Linear registration is performed using the
reg-linear script. The work of the registration is performed using NiftyReg or FSL-FLIRT, although the latter requires FSL to be installed separately. (NiftyReg support is built into TractoR.) A source and target image are required as arguments, with the name of the final image to be created as a third argument. There are a number of additional options to control the process: see
tractor -o reg-linear for details.
For example, to perform standard affine registration using FSL-FLIRT we would use
tractor reg-linear source target result Method:fsl
Using NiftyReg this would become
tractor reg-linear source target result Method:niftyreg
If you want only to estimate the transformation, but not actually resample the image, then the third argument isn’t needed, but a name for the transformation directory is.
tractor reg-linear source target Method:niftyreg EstimateOnly:true TransformName:source2target
This will create the transformation directory “source2target.xfmb”.
Nonlinear registration, using the
reg-nonlinear script, follows a similar principle to linear registration, but in this case only NiftyReg can currently be used. It is recommended that linear registration be performed first. A nonlinear transformation can be stored in the same directory as a linear one, and if an existing transformation is specified, then it will be used for initialisation and then updated with the final nonlinear transformation. So the recommended process to estimate a nonlinear transformation would be
tractor reg-linear source target Method:niftyreg EstimateOnly:true TransformName:source2target tractor reg-nonlinear source target EstimateOnly:true TransformName:source2target
By default the nonlinear transformation estimated is not invertible, so images can only be transformed in one direction. If bidirectional transformation is required then a symmetric transformation can be estimated using
tractor reg-nonlinear source target EstimateOnly:true TransformName:source2target Symmetric:true
Applying an existing transformation
reg-apply script can be used to apply a stored transformation to a new image. If both affine (linear) and nonlinear transformations are available, then nonlinear will take priority unless the “PreferAffine” option is set to
true. The arguments are a new image and the name of the output image.
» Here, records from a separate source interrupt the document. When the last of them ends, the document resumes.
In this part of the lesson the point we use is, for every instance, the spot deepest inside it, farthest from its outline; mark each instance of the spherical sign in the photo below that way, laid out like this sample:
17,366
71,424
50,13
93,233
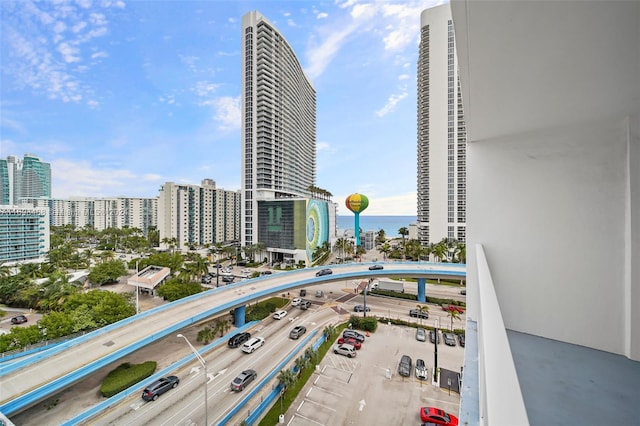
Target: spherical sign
357,202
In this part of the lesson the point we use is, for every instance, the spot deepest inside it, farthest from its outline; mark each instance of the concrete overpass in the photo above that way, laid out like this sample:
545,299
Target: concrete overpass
29,381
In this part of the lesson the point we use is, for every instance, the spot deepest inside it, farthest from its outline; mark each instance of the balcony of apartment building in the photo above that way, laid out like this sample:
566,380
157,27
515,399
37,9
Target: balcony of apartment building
551,93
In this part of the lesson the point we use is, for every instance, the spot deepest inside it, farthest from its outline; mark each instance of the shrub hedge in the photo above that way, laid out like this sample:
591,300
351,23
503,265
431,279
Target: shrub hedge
125,376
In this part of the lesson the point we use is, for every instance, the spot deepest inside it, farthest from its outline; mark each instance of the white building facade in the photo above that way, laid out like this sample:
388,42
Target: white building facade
198,215
279,123
24,234
441,151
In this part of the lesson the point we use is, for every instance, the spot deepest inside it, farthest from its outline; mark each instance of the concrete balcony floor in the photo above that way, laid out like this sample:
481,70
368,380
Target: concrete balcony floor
566,384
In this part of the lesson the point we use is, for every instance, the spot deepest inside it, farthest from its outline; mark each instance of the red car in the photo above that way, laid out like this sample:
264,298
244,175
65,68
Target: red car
437,416
350,341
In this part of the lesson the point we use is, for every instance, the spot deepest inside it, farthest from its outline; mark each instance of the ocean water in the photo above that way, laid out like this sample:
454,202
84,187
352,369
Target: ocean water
390,224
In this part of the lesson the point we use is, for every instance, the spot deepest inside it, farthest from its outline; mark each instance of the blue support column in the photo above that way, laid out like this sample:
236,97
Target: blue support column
238,316
422,292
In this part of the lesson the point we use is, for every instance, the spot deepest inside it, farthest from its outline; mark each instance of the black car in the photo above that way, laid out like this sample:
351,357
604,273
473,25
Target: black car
243,379
449,339
19,319
404,367
322,272
160,386
297,332
305,304
354,334
238,339
417,313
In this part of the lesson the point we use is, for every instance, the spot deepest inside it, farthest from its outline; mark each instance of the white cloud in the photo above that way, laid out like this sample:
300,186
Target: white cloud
391,104
227,112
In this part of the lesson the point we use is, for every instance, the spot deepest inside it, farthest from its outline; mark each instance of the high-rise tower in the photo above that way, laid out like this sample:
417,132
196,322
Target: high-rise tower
441,132
279,125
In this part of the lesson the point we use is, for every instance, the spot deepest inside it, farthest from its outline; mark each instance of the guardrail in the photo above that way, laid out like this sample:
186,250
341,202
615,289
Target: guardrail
137,389
38,394
501,401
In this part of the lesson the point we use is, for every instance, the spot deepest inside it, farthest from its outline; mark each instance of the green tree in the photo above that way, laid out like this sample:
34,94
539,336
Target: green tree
206,335
56,324
453,314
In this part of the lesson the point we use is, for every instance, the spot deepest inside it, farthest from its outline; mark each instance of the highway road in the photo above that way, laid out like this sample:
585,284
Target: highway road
185,404
76,355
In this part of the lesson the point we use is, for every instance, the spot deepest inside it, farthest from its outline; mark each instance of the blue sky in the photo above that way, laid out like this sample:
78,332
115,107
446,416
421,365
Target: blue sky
122,96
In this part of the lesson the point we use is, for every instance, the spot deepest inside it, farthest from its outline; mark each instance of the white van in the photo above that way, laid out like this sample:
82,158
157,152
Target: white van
252,344
279,314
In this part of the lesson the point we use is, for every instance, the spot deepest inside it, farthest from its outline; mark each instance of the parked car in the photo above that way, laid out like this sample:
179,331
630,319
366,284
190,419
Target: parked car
345,349
446,307
19,319
279,314
238,339
449,339
243,379
297,331
160,386
252,344
354,334
421,369
350,341
305,304
417,313
322,272
404,367
437,416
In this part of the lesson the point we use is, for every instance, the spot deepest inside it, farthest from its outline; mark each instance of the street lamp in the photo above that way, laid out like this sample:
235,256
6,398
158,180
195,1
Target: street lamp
204,365
137,291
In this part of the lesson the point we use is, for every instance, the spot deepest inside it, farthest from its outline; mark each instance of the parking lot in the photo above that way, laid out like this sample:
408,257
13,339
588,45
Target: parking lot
367,389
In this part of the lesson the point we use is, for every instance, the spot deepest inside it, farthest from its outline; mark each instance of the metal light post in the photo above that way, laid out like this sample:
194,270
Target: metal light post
435,350
206,376
137,291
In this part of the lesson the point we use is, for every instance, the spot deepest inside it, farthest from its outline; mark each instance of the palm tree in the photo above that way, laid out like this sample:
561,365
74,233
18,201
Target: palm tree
404,232
329,331
421,310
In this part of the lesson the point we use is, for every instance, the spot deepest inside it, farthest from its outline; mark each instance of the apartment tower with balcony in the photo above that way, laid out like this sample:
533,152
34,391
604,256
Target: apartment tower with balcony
442,170
278,143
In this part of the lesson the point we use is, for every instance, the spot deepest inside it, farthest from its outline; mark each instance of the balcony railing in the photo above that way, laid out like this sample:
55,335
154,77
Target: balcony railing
489,365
tractor reg-apply newimage newresult TransformName:source2target
Transformations can be visualised (as shown above) using the
reg-viz script. Please run
tractor -o reg-viz for details. The
reg-check script provides another visualisation, overlaying an outline of the transformed source image on the target image, and can be useful to check the accuracy of a registration.
A number of operations which can be performed with TractoR, including neighbourhood tractography, require images or points to be transformed between different spaces. Registration must therefore take place to estimate the relevant transformation in these cases.
TractoR estimates these transformations on demand, at the point that the code first requires them, and then stores them within the
tractor/transforms subdirectory of the relevant session for future reference. Files stored in that location have a naming convention giving the source and target space names, separated by the digit “2”: for example, the transformation from diffusion to MNI standard space is called “diffusion2mni.xfmb”. The strategy for transforming between each pair of image spaces—specifying, for example, whether linear or nonlinear registration should be used—is determined by the
etc/session/transforms/strategy.yaml file in the TractoR installation directory, which can be overridden by a file of the same name in a particular session. Implicit linear registration is currently performed using NiftyReg by default (as of TractoR v3.0.0), but FSL-FLIRT can be used instead by setting the
TRACTOR_REG_METHOD environment variable to
fsl. The actual source and target images are chosen to be representative of the space in question: for example, the “maskedb0” image for diffusion space, and the “brain” template for MNI standard space.